Example 1: Bank Liquidity Management
A large commercial bank, "Horizon Bank," needs to quickly raise $100 million for a single day to meet its regulatory reserve requirements. Instead of borrowing directly, Horizon Bank sells $100 million worth of U.S. Treasury bills to "Capital Trust," another financial institution, with an agreement to repurchase those exact Treasury bills the very next day for $100,010,000.
How it illustrates: Horizon Bank (the seller) effectively obtains a short-term loan of $100 million from Capital Trust. The U.S. Treasury bills serve as the security or collateral for this loan. Horizon Bank promises to buy back (repurchase) the securities on a specified date (the next day) at a specified price ($100,010,000), which includes the original loan amount plus a small amount of interest.
Example 2: Corporate Treasury Operations
A multinational technology company, "Innovate Corp.," has a large amount of cash in its treasury department that it wants to invest overnight to earn a small, low-risk return, but it needs the funds readily available for a major acquisition payment the following morning.
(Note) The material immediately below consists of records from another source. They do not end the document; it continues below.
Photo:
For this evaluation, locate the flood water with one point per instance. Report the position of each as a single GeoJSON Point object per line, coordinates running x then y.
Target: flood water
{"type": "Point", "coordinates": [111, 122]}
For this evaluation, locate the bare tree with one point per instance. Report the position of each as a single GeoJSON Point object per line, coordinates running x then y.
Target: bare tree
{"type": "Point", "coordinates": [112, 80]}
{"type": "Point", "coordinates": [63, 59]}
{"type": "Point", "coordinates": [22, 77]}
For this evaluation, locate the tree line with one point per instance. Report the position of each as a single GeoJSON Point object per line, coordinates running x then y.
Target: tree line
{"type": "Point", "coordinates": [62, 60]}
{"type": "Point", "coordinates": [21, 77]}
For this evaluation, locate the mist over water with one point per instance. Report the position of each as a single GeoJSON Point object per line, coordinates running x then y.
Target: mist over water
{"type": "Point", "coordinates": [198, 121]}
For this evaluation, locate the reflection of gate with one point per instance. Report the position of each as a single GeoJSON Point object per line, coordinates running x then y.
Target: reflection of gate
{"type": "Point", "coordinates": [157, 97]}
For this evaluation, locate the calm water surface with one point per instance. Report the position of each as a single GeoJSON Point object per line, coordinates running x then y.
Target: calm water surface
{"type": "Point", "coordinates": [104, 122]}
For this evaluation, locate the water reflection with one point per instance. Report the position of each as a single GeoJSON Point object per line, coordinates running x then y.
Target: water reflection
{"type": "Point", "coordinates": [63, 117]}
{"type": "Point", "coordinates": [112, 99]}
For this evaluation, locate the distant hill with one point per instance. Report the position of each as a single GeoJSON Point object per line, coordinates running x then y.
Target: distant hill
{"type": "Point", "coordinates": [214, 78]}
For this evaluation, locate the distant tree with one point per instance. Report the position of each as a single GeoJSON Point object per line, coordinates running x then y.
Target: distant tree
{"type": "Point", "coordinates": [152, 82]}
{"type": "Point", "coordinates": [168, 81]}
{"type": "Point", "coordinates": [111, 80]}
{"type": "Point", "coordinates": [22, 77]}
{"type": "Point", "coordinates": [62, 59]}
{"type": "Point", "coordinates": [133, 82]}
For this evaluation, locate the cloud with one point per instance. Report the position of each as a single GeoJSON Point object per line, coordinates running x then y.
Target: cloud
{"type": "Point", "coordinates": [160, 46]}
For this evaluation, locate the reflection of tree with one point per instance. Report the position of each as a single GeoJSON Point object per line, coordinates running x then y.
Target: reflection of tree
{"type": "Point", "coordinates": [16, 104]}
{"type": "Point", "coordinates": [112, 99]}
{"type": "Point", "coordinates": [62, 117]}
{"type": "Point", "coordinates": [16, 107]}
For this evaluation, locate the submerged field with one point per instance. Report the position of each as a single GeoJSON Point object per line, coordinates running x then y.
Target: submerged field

Innovate Corp. enters into a repurchase agreement where it "buys" government bonds from a securities dealer, with the understanding that the dealer will buy them back the next day at a slightly higher price.
How it illustrates: In this scenario, Innovate Corp. is the "buyer" in the repo transaction. It provides a short-term loan to the securities dealer, receiving government bonds as collateral. The dealer agrees to repurchase the bonds the next day at a specified price, allowing Innovate Corp. to earn a low-risk, short-term return on its excess cash while ensuring the principal funds are available precisely when needed.
Example 3: Investment Firm Funding
An investment firm, "Global Assets Management," holds a significant portfolio of high-grade corporate bonds. To take advantage of a sudden, lucrative short-term trading opportunity that requires immediate cash, Global Assets Management enters into a repurchase agreement. It sells a portion of its corporate bonds to a money market fund for a week, agreeing to buy them back at the end of the week for a slightly higher, pre-agreed price.
How it illustrates: Global Assets Management uses its corporate bonds as collateral to secure a short-term cash infusion (a loan) from the money market fund. The firm commits to repurchasing the bonds on a specific future date at a pre-agreed price, allowing it to access liquidity for its trading strategy without having to permanently sell its long-term bond holdings.
Simple Definition
A repurchase agreement, commonly known as a "repo," is a short-term loan where one party sells a security to another. The seller simultaneously agrees to buy back the same security on a specified future date at a predetermined price. This arrangement effectively functions as a collateralized loan.